For additional information about XPath see http://www.w3.org/TR/xpath and http://www.w3.org/TR/xpath20 .

Where You Can Specify Queries

When you use Stylus Studio, you specify queries as values of match and select attributes in stylesheets. In this way, you use queries to select the nodes you want to transform and query.

You can also specify a query at the top of an XML document window. In the Query Output window, Stylus Studio displays the result of the query.

About XPath

XPath is a notation for retrieving information from a document. The information could be a set of nodes or derived values.

XPath allows you to identify parts of an XML document. In addition, a subset of XPath allows you to test whether or not a node matches a particular pattern. XPath provides Boolean logic, filters, indexing into collections of nodes, and more.

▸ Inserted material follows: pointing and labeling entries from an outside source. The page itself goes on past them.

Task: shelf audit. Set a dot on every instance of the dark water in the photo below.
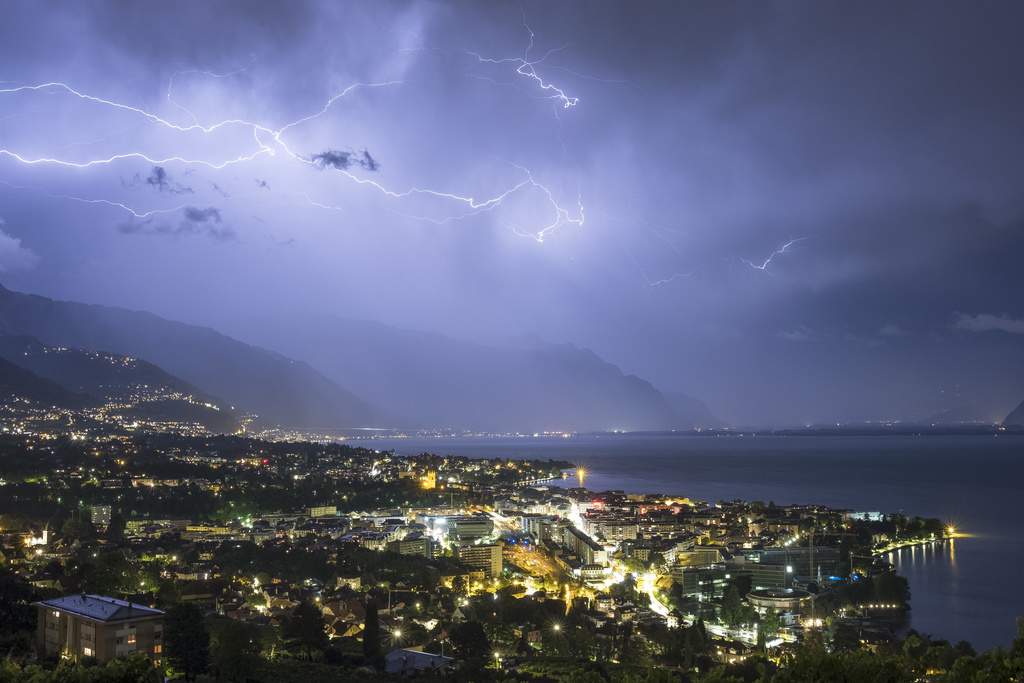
(968, 590)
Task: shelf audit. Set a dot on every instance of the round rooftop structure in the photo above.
(782, 599)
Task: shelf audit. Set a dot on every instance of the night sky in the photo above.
(798, 212)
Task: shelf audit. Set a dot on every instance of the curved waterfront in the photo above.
(961, 591)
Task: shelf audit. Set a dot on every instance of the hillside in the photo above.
(1016, 417)
(140, 389)
(522, 384)
(15, 382)
(281, 390)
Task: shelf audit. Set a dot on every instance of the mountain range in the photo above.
(131, 387)
(1016, 417)
(367, 374)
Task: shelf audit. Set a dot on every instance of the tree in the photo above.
(237, 654)
(371, 634)
(304, 629)
(772, 622)
(78, 528)
(186, 640)
(731, 606)
(469, 640)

XPath is declarative rather than procedural. You use a pattern modeled on directory notation to describe the types of nodes to look for. For example, book/author means find all author elements that are contained in book elements.

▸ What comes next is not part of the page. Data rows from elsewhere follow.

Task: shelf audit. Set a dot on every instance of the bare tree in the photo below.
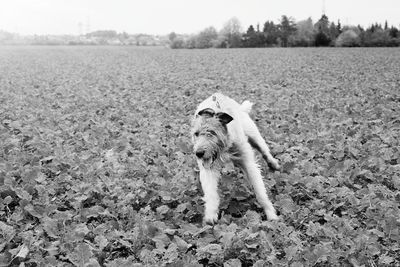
(232, 31)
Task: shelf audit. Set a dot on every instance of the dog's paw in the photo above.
(271, 215)
(211, 219)
(274, 164)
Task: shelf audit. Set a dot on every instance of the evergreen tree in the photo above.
(286, 28)
(322, 38)
(271, 33)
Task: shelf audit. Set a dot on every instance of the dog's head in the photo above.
(210, 135)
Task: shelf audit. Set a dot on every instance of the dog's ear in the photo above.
(223, 118)
(207, 112)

XPath provides a common syntax for features shared by Extensible Stylesheet Language Transformations (XSLT) and XQuery. XSLT is a language for transforming XML documents into XML, HTML, or text. XQuery builds on XPath and is a language for extracting information from XML documents.

The basic syntax for XPath mimics the Uniform Resource Identifier (URI) directory navigation syntax. However, the syntax does not specify navigation through a physical file structure. The navigation is through elements in the XML tree.

Benefits of XPath

XPath is designed for XML documents. It provides a single syntax that you can use for queries, addressing, and patterns. XPath is concise, simple, and powerful. XPath has many benefits, as follows:

  • Queries are compact.
  • Queries are easy to type and read.
  • Syntax is simple for the simple and common cases.
  • Query strings are easily embedded in programs, scripts, and XML or HTML attributes.
  • Queries are easily parsed.
  • You can specify any path that can occur in an XML document and any set of conditions for the nodes in the path.
  • You can uniquely identify any node in an XML document.
  • Queries return any number of results, including zero.
  • Query conditions can be evaluated at any level of a document and are not expected to navigate from the top node of a document.
  • Queries do not return repeated nodes.
  • For programmers, queries are declarative, not procedural. They say what should be found, not how it should be found. This is important because a query optimizer must be free to use indexes or other structures to find results efficiently.
  • XPath is designed to be used in many contexts. It is applicable to providing links to nodes, for searching repositories, and for many other applications.

When you define a query, keep in mind that XML data can be represented as a tree. A tree is a hierarchical representation of XML data. The root node is the top of the tree. Each element, attribute, text string, comment, and processing instruction corresponds to one node in the tree. A tree also shows the relationships among the nodes. For more information on tree structure, see Tree Representation of a Sample XML Document.

Internationalization

Queries can contain non-Latin characters.

Restrictions on Queries

XPath is a language for selecting existing XML data; it does not perform manipulation (like sorting) or construction of different XML structures. To perform such operations, you need to use the language that is hosting XPath, XSLT or XQuery, for example.

You cannot query non-XML data. If you query a document that does not contain XML-formatted data, Stylus Studio displays an error message that informs you that the queried text is not XML.